Na początku grudnia podobny postulat przedstawił Krajowy Sekretariat Nauki i Oświaty NSZZ „Solidarność”, wskazując na „poważne zastrzeżenia merytoryczne i prawne”.

ZNP nie chce weta. „Kierunek zmian jest potrzebny”

Związek Nauczycielstwa Polskiego przekazał, że nie apeluje do prezydenta o zatrzymanie ustawy.

Zdaniem ZNP:

  • reforma od lat jest przedmiotem debaty,
  • konieczne jest „odchudzenie podstawy i postawienie na umiejętności”,
  • szczegółowe rozwiązania będą określone w rozporządzeniach, które właśnie są konsultowane.

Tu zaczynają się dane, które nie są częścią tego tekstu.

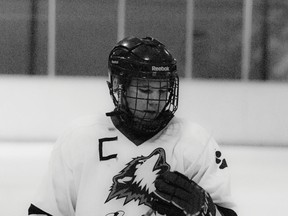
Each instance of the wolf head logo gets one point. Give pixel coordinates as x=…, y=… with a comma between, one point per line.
x=136, y=180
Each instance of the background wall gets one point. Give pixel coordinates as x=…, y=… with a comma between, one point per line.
x=252, y=113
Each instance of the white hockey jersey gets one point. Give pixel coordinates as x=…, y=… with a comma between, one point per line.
x=95, y=170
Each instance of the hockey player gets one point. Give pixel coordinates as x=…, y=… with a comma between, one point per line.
x=139, y=159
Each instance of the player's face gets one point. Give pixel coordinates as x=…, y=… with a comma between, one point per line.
x=146, y=98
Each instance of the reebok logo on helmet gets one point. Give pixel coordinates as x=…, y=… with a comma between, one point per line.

MEN: wdrożymy reformę nawet bez podpisu prezydenta

Minister edukacji Barbara Nowacka zapewnia, że resort jest przygotowany „na każdy scenariusz”.

Według MEN:

  • kluczowe elementy reformy mogą być wprowadzone w drodze rozporządzeń,
  • celem zmian jest większa autonomia nauczycieli i wzmocnienie kompetencji kluczowych uczniów,
  • reforma ma służyć „dobrostanu młodych ludzi i nauczycieli oraz przyszłości polskiej gospodarki”.

Zmiany w nadzorze pedagogicznym i egzaminach

Nowelizacja zakłada również:

  • rezygnację z obowiązku opiniowania arkuszy organizacji szkół przez kuratorów (pozostają kontrole następcze),
  • powrót egzaminu ósmoklasisty do kwietnia – od roku szkolnego 2026/2027.

Decyzja prezydenta zdecyduje o tempie zmian

Choć obóz rządzący przekonuje, że reforma jest nieunikniona, a MEN może wprowadzać zmiany także bez podpisu prezydenta, to środowisko oświatowe pozostaje mocno podzielone.

Najbliższe dni pokażą, czy prezydent zdecyduje się ją podpisać, zawetować, czy skierować do Trybunału Konstytucyjnego.